In 1984, Leakey’s team made its most important discovery in the west shore of Lake Turkana. They unearthed the most complete skeleton of a prehistoric human ever found, the only major omissions being hands and feet, an Homo Erectus from 1,6 million years ago. They called it the Turkana Boy. It was believed to be 12 years old, but some scientists believe Erectus matured faster than modern humans (common chimpanzees mature more quickly than Homo Sapiens) and that he was really about 9 years old. The boy was 160 cm tall, and he might have been about 185 cm as an adult.

Turkana Boy's skeleton tells an interesting story. It is very similar to that of modern boys, although there are small differences. He was much like the Masai people that inhabit Kenya today, he had long slender limbs that helped him survive in the African heat. He had a bone structure that allowed him to walk and run very fast. The neck of his femur is longer than in modern man and he also had extra vertebrae and thicker femur bones, which provided more support and mobility than we experience today.
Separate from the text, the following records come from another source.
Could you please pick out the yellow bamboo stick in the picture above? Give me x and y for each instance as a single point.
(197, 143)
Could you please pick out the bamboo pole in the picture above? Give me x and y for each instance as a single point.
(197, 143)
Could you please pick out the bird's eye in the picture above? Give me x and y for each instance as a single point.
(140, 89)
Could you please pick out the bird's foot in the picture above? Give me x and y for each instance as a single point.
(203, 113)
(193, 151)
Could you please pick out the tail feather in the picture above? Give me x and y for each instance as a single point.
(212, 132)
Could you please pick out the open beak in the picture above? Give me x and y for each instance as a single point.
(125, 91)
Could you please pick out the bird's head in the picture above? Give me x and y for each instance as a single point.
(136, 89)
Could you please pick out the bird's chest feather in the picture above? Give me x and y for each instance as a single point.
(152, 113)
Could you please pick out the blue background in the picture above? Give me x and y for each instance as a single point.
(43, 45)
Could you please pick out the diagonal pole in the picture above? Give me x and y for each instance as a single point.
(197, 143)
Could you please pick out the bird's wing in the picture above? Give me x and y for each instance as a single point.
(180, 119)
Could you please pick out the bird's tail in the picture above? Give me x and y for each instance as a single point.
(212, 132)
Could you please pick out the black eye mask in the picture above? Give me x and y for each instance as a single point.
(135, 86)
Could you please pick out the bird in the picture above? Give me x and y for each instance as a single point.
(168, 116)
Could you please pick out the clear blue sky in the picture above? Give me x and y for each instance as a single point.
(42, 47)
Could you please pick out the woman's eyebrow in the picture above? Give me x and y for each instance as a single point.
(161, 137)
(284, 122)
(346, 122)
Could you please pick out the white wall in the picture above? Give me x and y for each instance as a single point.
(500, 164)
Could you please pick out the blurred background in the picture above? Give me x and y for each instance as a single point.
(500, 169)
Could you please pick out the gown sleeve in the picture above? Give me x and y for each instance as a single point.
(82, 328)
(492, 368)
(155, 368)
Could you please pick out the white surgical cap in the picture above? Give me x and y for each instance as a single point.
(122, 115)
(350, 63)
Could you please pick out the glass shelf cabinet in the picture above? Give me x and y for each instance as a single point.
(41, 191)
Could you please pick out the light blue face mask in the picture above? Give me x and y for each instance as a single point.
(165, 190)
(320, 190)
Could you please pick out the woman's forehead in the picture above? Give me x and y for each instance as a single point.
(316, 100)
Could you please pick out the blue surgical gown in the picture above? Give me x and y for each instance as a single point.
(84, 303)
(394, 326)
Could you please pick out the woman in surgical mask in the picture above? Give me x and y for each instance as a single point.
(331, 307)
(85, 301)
The pelvis of Turkana Boy is quite narrow, which suggests that infants were born with smaller brains than now. Modern Homo has wider pelvis and we lost the extra vertebrae to make room for babies with a larger capacity to learn and the ability to speak, something it's thought Turkana Boy may not have been able to do since the holes in his vertebrae, through which the spinal cord goes, have only about half the cross-sectional area found in modern humans. One suggested explanation for this is that the boy lacked the control we have in the thorax to control speech, implying that he wasn't as fluent a speaker as modern humans are. In short, for bigger brains we have to endure some limits in our bipedalism.

Turkana Boy had an infection from gum disease that led to his death at the young age of 9 or 10. His body came to rest in a place near Lake Turkana amongst greenery, and 1.6 million years later it was the growth of life that reintroduced him to the world: a tree began to grow from the fossilized cranium of the boy, slowly bringing fragments of bone to the surface. In 1984 those fragments were found near Lake Turkana, in Kenya.

It is because of all these important discoveries that Kenya is known under the nickname of “the cradle of humankind”.